Conklin v. Jones

98 S.E.2d 638 | Ga. Ct. App. | 1957

95 Ga. App. 677 (1957)
98 S.E.2d 638

CONKLIN, by Guardian
v.
JONES, by Next Friend.

36671.

Court of Appeals of Georgia.

Decided May 7, 1957.

*682 Dudley Cook, for plaintiff in error.

Douglas Dennis, Nall, Sterne, Miller, Cadenhead & Dennis, contra.

CARLISLE, J.

The plaintiff charged the driver of the Roadway Express truck with some ten acts of negligence, all as set forth in paragraph 20 of her petition. The acts of negligence charged against the defendant Conklin in paragraph 21 of her petition are not sufficient to charge gross negligence against the defendant Conklin, as one of her grounds of negligence is that the defendant Conklin failed to apply the brakes on said automobile in sufficient time to stop the same before it collided with the tractor-trailer of the defendant Roadway Express, and, yet, in paragraph 15 of her allegations against the defendant Roadway Express, she charged that "the defendant Roadway Express truck cut over to the left of the center line in the direction from which said truck was headed. Defendant Conklin applied the brakes to the automobile, but, nevertheless, a collision ensued and the left-hand side of the tractor-trailer and the left front side of the automobile collided with terrific force and impact." Therefore, paragraph 15, construed with the rest of the plaintiff's petition against the Roadway Express truck, clearly shows that the defendant Conklin applied his brakes as soon as he possibly could after the Roadway Express truck suddenly pulled in front of him on a two-lane highway. This ground of negligence, as alleged in paragraph 21 against the defendant Conklin, certainly does not allege facts sufficient to show that Conklin was guilty of gross negligence.

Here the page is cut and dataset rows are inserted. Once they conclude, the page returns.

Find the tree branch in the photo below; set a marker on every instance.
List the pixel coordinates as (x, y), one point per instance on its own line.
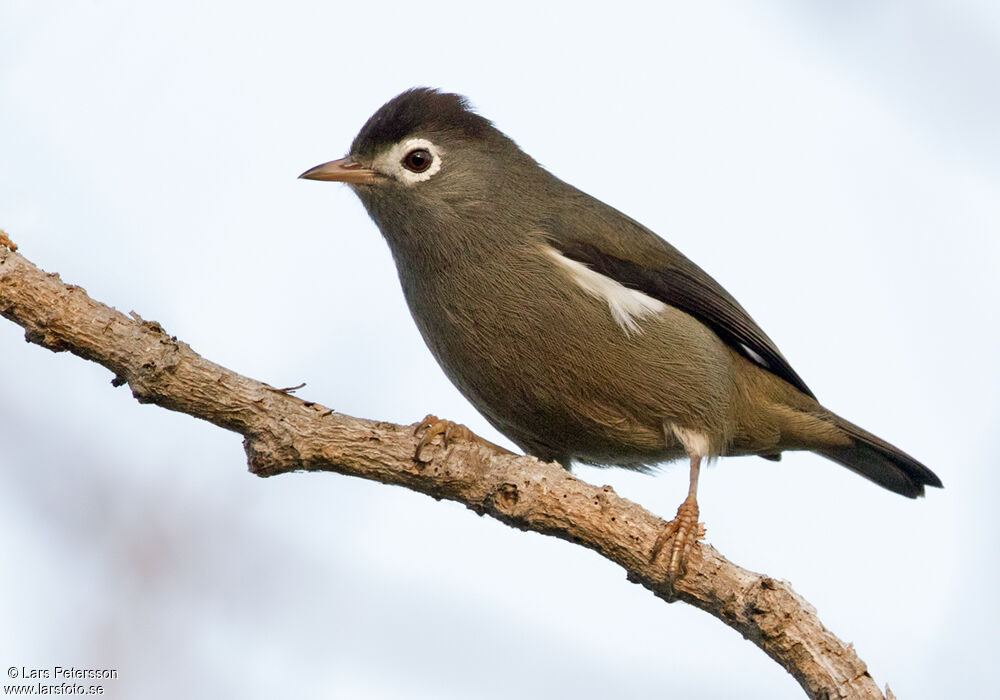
(283, 433)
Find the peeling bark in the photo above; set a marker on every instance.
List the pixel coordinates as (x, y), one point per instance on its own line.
(284, 433)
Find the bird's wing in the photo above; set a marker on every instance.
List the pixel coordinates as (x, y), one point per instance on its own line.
(618, 247)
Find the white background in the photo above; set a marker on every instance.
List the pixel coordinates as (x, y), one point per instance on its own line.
(834, 165)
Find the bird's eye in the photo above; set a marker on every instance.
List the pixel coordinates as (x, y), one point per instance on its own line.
(417, 160)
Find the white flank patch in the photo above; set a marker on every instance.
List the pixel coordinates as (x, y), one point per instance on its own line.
(755, 356)
(695, 444)
(627, 306)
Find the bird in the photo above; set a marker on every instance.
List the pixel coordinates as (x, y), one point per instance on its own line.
(576, 331)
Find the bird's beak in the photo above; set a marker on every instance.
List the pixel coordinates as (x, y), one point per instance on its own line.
(343, 170)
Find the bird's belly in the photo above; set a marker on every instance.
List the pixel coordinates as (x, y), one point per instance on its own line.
(574, 385)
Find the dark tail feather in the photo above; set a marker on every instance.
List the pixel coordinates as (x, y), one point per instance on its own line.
(875, 459)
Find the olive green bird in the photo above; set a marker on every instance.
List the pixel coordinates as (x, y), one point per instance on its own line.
(576, 331)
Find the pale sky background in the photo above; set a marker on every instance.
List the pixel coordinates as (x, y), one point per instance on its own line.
(835, 165)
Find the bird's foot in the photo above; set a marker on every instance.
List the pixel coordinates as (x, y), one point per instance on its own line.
(432, 427)
(682, 532)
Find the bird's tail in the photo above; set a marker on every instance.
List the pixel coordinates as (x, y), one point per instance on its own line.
(875, 459)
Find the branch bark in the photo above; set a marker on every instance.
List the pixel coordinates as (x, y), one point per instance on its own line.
(284, 433)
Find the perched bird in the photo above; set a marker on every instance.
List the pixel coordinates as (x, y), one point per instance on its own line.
(576, 331)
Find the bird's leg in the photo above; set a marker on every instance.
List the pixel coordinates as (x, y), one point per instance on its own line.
(684, 530)
(432, 426)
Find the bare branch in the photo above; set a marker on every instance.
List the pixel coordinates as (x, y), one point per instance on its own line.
(283, 433)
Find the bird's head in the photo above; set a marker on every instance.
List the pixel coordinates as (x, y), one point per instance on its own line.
(425, 158)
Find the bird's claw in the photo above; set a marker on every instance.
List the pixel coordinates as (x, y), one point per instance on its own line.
(682, 532)
(432, 427)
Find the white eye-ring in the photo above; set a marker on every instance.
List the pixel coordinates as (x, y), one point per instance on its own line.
(410, 161)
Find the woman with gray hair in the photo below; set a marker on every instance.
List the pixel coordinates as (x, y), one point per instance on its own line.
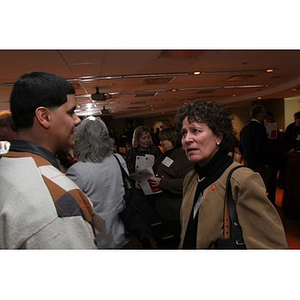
(142, 144)
(98, 174)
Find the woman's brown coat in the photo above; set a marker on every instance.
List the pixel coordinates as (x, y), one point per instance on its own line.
(260, 222)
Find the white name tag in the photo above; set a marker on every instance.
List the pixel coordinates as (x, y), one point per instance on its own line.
(167, 161)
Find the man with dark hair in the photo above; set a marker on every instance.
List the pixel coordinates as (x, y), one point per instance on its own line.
(254, 144)
(40, 208)
(7, 127)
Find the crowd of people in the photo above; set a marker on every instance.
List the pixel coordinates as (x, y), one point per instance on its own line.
(62, 186)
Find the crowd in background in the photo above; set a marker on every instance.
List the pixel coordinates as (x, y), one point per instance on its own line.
(90, 160)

The plaintiff's allegation in subparagraph (a) of paragraph 21 was that the defendant Conklin entered Northside Drive from Peachtree Battle Avenue at the rapid and reckless rate of speed of 30 to 35 miles per hour, but it fails to state any facts on which she claims that that rate of speed would be negligence and gave no facts whatever in connection with the the allegation of the speed to show that same was gross negligence. The *683 collision itself occurred north of the intersection, and, therefore, the speed at which he entered the intersection before the collision occurred north of the intersection, is certainly not sufficient to show that the defendant Conklin was guilty of gross negligence which contributed in any way to the collision.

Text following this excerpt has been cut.